城の警備する部隊の棟は、普段姫さんが過ごす棟からは離れているのだが、
毎回自分の部屋を抜け出して俺の執務室にやってくる。

といっても今日のこの場所は、城から出た俺の家なのだが。
街を抜けた奥にあるひっそりとたたずむこの家は俺の隠れ家なのだが、
城から抜け出した姫さんはよくここに来る。

「ついさっきにしては準備が良すぎねーか?」

今日は円の誕生日。派手で賑やかな飾りつけはないが、ソファとクッションのカバーを変えて明かりを
キャンドルに任せた。
色とりどりの蝋の芯一つ一つに灯がともっている。

「かわいいでしょ?」
テーブルにグラスと酒を並べた姫さんが尋ねる。

円は答えずにその様子を見ていた。

あとは料理を温めるだけだからとキッチンの方向を見れば後ろから腕が回ってきた。
胸の前でクロスされた険しい腕を撫でて姫は優しく問う。

「どう?」
「暇人だな」
「もう少し素直に喜べないの?」
「そうだな」

柔らかなキャンドルの明かりの中、姫は自分のてっぺんに唇を押し付けたままの円の手を握った。

「お誕生日おめでとう」
「…ああ」
「あと、プレゼントね」
テーブルの横に置いてある箱やら袋やらがそれだろう。

「毎回思うが、この量はなんだ」
「ここに来るときに良いと思ったものを全て買ったのよ」
そんな得意げに言うものではないと円は思うが、
自分のために街で彼女が買い物をしている様子を想像すると嬉しくなる。
それも国のお姫様が変装をしてまであれやこれやと自分のために用意してくれるのだ。

プレゼントの中身はほとんどが形に残らないもの。酒やドライフルーツ、つまみが多い。
毎年同じだ。

しかし今回はその中に小さな箱があった。

「これは、円は付けられないから返してくれてもいいわ」

箱の中身はピアスだった。それも姫さんが毎日つけているピアスとおそろいのもの。
円はピアスホールも開けていないし、今後アクセサリー類を付けることもないような人だ。

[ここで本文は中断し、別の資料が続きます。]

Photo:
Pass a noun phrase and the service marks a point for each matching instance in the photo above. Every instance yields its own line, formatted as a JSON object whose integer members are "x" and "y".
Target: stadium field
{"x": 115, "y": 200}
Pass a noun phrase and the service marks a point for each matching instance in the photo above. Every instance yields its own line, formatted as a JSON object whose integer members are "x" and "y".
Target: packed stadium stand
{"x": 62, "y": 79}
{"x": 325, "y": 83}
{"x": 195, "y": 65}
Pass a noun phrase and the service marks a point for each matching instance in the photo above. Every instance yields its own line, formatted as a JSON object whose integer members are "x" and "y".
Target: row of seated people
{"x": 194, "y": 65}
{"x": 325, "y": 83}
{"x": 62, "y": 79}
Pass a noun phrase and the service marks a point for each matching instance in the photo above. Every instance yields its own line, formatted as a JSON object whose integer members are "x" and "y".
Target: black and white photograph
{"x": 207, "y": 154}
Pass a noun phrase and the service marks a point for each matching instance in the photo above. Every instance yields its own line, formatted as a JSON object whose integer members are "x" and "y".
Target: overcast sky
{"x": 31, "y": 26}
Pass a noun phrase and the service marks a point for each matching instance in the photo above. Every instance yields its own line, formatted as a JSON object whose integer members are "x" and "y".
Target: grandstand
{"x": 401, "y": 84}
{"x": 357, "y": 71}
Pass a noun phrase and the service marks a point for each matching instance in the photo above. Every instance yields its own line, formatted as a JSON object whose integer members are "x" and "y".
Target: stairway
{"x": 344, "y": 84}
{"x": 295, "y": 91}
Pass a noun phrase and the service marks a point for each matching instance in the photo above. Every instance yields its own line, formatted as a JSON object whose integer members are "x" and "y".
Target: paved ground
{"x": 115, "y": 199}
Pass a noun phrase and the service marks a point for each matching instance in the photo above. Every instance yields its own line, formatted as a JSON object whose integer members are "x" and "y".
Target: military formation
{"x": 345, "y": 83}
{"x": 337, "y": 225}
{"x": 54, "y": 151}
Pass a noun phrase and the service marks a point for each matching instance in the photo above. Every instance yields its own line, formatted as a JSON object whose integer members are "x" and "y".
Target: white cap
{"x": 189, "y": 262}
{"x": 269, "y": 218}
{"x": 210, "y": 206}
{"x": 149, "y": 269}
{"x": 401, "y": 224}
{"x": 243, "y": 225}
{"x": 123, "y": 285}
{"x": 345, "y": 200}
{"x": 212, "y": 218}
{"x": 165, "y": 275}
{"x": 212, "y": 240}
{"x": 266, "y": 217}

ピアスを開けてほしいといったことではない、ただ、持っていてほしい、という願いがあるのかもしれない。

形に残らないものにこだわったのは、いつかこの関係性が壊れてしまうから。
この関係は永遠には続かないのだ。姫は縁談の話も来ていると最近耳にした。

だが、今は姫さんがここにいてくれるだけで十分だ。

お互い気持ちを伝えあったことはないが、自分たちはそれを言わずともお互いを思っていることを知っている。自分たちが知っていればいい、言ったら離れられなくなってしまう。

別れがいずれ来るとわかっていても、独占しておきたい欲がわく。

あと、どのくらいこうしていられるのだろうか。

姫さんが作った料理を食べながら円は思うのだった。